Редж рассказывал о своих очередных затруднениях с романом.
— Когда Роустон возвращается в Лондон, — говорил он, — и узнает из вечерней газеты, что в Бристоле был сильный пожар и сгорела одна женщина, он понимает, что это Бесс. — Он умолк.
Все отлично знали сюжет и действующих лиц его романа; только Сьюзен, так и не избавившаяся от своей буржуазной манеры вставлять уместные замечания, спросила:
— Это проститутка?
— Да, — сказал Редж. — Беспокоит же меня реакция Роустона. Бесс была единственным живым человеком, которого он встретил, вернувшись домой, — единственным в Бристоле существом, обладающим силой и волей, и когда он стал жить с ней, в нем возродилась энергия. С другой стороны, после того как его мать вышла за школьного инспектора, она одна олицетворяет узы, привязывающие его к прошлому и к городу, и он вынужден ее уничтожить. Я не знаю, то ли ему вспомнить, что он опрокинул керосинку, уходя из ее дома, — своего рода подсознательный полупоступок, который можно считать убийством при смягчающих обстоятельствах, — то ли просто его стремления избавиться от нее было достаточно, чтобы она забыла погасить свечу возле кровати и тем подготовила свою гибель.
— Если вы даете Роустону подсознательные побуждения, — заметил Гарольд Гетли, — вы этим, безусловно, принижаете его как воплощение воли, направляемой разумом.
Идея «подсознательного» была встречена ропотом неодобрения, и кто-то предположил даже, что это подозрительно смахивает на фрейдистскую чепуху.
Хагет на миг вернулся к жизни.
— Я думаю, что не стоит обвинять Реджа в инфантильности, — сказал он. — Я полагаю, что под «подсознательным» он подразумевает некую кладовую Воли, из которой человек, подобный Роустону, — упражняющийся, чтобы реализовать себя, — может черпать подкрепление своим сознательным силам. Есть методы, позволяющие полнее овладеть этой кладовой, — молитва, медитация и прочее. Я понял так, что Роустон у Реджа имеет об этом некоторое представление. — Между Хагетом и Реджем существовали разногласия, но ни один из них не позволил бы назвать другого дураком.
Редж кивнул с довольной улыбкой.
— Видите ли, — сказал он, — Роустон не какой-нибудь гомункул.
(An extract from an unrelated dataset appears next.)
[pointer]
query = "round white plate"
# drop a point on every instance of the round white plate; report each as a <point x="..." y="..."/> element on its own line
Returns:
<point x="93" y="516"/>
Дедушку Фрейда и остальную галиматью он выкинул на помойку задолго до начала романа. И как сказал Хагет, ему известны обычные упражнения. Хотя, конечно, он пользуется ими для личного могущества, а не для всякой отжившей христианской чепухи. У меня есть глава, где он читает Бёме[31] и приспосабливает его идеи для разрушительных целей.
Хагет утомленно закрыл глаза.
— Боже мой! — воскликнул он. — Опять этот унылый сатанизм, эта нигилистическая ерунда. Ты просто старый романтик наизнанку, Редж. — И когда Редж хотел уже ответить, решительно сказал: — Нет, нет. Не будем заводить весь этот спор сначала. Меня совсем другое беспокоит — традиционная возня с индивидуальными личностями. Роустон такой, шлюха сякая. Ты, конечно, сам себе вырыл могилу, связав себя с этим гниющим трупом — романом. Там ногу некуда поставить из-за дров, которые наломали гуманисты.